The words “natural” and “safe” are two terms that are commonly used to describe fluoride-free toothpaste. However, dentists disagree. Fluoride has always been known as a natural mineral that occurs almost everywhere. It is also safe as an ingredient in toothpaste. For years, fluoride is considered the cavity fighter of nature. Some of its compounds have long been proven to prevent cavities.
In reality, fluoride-free toothpaste is not bad, but more of a marketing scheme. These products do not help prevent tooth decay. However, they do have some benefits. After brushing, you will have a fresher mouth if you use “natural” toothpaste. Still, this effect is present when you use fluoridated toothpaste.
It is time to clear the misconception that brushing alone can prevent tooth decay. You can reduce the risk only if there is fluoride present. It is not a matter of cleaning your teeth, but it is actually about whether or not toothpaste is needed.
If you ask any dentist, you will learn that you do not truly need toothpaste to get rid of dental plaque. By simply brushing the teeth with toothbrush bristles, partnered with dental floss, can disrupt the build-up of plaque.
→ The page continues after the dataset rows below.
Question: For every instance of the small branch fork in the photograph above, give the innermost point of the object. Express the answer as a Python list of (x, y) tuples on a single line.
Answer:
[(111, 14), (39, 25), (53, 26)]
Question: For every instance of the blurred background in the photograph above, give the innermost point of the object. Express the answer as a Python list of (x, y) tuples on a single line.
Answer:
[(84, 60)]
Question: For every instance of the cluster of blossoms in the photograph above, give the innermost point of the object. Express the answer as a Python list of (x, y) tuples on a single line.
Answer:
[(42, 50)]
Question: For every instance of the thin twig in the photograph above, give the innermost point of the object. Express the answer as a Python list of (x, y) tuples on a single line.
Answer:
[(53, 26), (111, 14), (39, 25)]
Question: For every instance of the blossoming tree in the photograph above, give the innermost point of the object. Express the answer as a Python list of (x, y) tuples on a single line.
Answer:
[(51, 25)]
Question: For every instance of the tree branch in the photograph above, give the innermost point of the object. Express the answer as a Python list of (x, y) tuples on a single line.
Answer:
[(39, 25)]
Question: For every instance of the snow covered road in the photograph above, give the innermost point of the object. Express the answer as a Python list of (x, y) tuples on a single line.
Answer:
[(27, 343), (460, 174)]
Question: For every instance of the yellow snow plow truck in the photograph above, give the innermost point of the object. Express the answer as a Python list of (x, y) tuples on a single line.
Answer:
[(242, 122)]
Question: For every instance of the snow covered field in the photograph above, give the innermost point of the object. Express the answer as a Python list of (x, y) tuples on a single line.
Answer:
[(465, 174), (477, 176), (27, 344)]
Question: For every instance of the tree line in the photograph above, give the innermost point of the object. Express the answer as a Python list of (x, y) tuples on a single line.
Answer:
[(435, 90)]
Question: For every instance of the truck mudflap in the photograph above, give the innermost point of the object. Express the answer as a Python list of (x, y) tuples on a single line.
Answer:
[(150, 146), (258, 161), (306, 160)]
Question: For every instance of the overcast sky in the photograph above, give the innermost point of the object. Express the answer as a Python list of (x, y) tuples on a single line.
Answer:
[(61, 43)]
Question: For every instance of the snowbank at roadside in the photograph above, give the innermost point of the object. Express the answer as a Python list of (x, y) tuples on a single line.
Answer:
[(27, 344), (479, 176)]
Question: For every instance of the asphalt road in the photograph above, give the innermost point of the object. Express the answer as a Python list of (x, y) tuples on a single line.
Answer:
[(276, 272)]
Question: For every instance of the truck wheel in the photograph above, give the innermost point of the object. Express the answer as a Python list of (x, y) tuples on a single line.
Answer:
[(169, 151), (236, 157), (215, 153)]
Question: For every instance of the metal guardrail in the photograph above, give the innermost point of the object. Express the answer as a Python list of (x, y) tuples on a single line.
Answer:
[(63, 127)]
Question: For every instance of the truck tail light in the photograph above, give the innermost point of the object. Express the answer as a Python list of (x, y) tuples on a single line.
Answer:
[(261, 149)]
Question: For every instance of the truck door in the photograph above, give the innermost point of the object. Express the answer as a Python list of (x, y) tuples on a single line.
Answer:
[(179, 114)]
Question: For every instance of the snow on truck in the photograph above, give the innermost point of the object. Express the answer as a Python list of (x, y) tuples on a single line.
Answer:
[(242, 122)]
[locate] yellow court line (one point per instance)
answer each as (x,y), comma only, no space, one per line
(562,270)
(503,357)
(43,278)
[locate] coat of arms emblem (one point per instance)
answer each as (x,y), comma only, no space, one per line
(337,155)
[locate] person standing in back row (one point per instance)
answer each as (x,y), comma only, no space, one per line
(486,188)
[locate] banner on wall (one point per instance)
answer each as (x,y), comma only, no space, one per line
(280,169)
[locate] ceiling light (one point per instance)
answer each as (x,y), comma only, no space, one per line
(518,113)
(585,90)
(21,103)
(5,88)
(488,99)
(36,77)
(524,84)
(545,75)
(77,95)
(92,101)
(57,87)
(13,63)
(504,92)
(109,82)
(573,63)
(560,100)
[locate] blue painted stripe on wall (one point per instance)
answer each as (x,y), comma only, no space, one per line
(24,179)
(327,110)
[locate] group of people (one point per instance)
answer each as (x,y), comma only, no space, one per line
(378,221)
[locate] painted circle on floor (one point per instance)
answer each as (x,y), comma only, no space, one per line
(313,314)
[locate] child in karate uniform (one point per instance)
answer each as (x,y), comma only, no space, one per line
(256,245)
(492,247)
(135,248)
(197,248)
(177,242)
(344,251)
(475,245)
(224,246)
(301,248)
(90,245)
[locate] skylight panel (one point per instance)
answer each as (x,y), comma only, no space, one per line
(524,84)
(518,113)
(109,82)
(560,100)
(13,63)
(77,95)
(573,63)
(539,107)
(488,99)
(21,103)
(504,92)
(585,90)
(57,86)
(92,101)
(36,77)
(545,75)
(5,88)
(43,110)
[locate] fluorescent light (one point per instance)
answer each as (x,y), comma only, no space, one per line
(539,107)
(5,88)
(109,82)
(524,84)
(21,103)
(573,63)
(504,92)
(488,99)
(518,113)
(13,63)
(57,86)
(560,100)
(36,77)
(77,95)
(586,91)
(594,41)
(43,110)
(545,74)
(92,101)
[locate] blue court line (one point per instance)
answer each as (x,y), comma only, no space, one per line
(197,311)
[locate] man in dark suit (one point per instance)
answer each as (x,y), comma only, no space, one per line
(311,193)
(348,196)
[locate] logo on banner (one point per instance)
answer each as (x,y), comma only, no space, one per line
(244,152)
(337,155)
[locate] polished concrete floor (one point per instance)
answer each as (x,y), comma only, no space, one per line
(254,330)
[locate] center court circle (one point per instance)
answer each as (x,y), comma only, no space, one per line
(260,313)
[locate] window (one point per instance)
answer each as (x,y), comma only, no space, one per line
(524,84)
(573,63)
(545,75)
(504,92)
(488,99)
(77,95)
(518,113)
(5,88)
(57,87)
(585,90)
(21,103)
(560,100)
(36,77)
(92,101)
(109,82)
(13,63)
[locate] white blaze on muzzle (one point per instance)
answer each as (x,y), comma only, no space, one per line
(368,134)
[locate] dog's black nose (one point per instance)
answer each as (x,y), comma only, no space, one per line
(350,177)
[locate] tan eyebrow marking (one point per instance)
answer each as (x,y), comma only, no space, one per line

When we talk about plaque, it is the precursor of tooth decay and gum issues. Therefore, toothpaste is not a necessity, except if you need certain features, such as whitening agents. Nevertheless, even whitening can be achieved through abrasiveness. It will simply depend on the individual’s sensitivities. A fresher mouth can be achieved even with the mechanical action of brushing your teeth.
So what is the role of fluoride? After all, preventing tooth decay can be done with simply brushing, right? Fluoride is essential in toothpaste because it reduces demineralisation, which is known as the first stage leading to tooth decay. People who have mild demineralisation that has not progressed to a full-blown cavity can turn to fluoridated toothpaste for remineralisation. Fluoride is also vital in disrupting dental plaque.
Let us have a scenario. Two patients come to the dentist’s office. One of them uses the “natural” fluoride-free toothpaste while the other uses one with fluoride. Given that all things are equal, from the habits to the food and drink consumption, the dentist will immediately know the difference. One of them would have lower tooth decay potential – and it is certainly the one who uses fluoridated toothpaste.
The final question now is this: do you have to use fluoride toothpaste every day to get its benefits? Since there have been a few concerns about this mineral, wouldn’t it be nice to only brush with it once a week and use fluoride-free toothpaste for the rest of the week?
Unfortunately, you will not gain the benefits you want, particularly with tooth decay prevention, if you do not brush daily with fluoride toothpaste. As always, it is recommended that you brush at least twice a day with a pea-sized amount. It turns out this amount is not only for kids. Although there is no harm in using more, you do not need a lot to get the decay-fighting benefits of fluoride.
The Therapeutic Goods Administration (TGA) approves fluoride as an ingredient in toothpaste for preventing cavities. As long as it stays in the approved amount, there should not be any problem. Before you start using a product, make sure that you read its content. Even trusted brand names can be deceiving because many consumers tend to ignore product labels.
Nevertheless, the fluoride amount should be in the tube or the packaging itself. It may be difficult to locate, but it is usually indicated as PPM F. For bottled water, Australian manufacturers and producers are encouraged to have their products contain 0.6 to 1.1 mg per litre of fluoride. However, the fluoride content should be added in labelling.